Monday, June 2, 2008

JBoss Seam and the 32 bit Vs 64 bit saga

Choosing a Java Virtual Machine to deploy our application proved a tough task . Our development environment is primarily a mix of Linux desktops (Fedora 5, CentOS, Ubuntu ).

We started with JBoss Seam 1.2.GA and initially chose Sun's JDK 1.5 on a 32 bit Operating Systems . This turned out to be a disaster during development as our our already long "Compile Deploy Test" cycle took even longer. We hit the dreaded PermGen Space problem (JBOSS Seam Mailing List)very often. We switched to JRockit 1.5 32 bit version and found that it did not solve the problem completely . The time between PermGen Exceptions increased from every 2nd deploy to every 5th deploy.

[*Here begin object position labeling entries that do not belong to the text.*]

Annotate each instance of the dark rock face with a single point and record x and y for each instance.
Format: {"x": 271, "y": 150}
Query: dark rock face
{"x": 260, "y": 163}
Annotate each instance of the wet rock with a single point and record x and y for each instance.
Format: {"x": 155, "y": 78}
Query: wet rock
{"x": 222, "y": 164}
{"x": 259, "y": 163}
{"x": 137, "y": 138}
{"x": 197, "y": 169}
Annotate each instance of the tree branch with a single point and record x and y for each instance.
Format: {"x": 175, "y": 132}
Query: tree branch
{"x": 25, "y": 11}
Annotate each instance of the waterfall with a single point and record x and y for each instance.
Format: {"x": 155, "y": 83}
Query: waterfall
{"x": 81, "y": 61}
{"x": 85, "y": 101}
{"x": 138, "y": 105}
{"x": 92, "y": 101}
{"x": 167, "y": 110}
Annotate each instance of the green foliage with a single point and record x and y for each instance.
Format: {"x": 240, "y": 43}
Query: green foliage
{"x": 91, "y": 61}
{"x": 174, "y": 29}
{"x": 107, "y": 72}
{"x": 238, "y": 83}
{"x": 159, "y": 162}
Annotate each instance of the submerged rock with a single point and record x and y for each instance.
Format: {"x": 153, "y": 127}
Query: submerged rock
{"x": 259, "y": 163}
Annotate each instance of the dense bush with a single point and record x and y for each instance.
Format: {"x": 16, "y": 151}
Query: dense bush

On a hunch we moved the Operating System from 32 bit to 64 bit and also moved the JVM from 32 bit to 64 bit . That combination of OS and JVM solved the PermGen Space problem completely. We tried running the 64 bit Sun JVM and found that it still had the Class Loader problem.

Moving to a 64 bit Operating Systems had its own share of problems . The primary one being non availability of Flash plugin for the 64 bit browser on the CentOS. The developers were reluctant to move since that stopped them from wathcing YouTube movies :-) . Also circa 2007 not many libraries were available for 64 bit Linux compared to the 32 bit . I think that situation has improved a lot in the current years particularly with the Ubuntu Operating System. There is a flash plugin which can be installed with apt-get . Also the CentOS versions had a work around which allows the 32 bit flash plugin to be installed on the 64 bit machines

Another issue that we faced (from a System Administration point of view) was that we could not run a 64 bit OS on the laptops. The Dell laptop 6400 that I had ( circa 2006) did not support running 64 bit Operating System and I had to settle running for a 32 bit version on the laptop and a 64 bit version on the desktop. This meant I had to maintain 2 local copies of the repository since otherwise a disconnect from the Internet meant no possible updates

One of the advantages of moving to the 64 bit Operating System meant that we could take advantage of more memory. Take a look at the 3GB memory barrier for a description of why 32 bit OS cannot use the 4GB memory completely.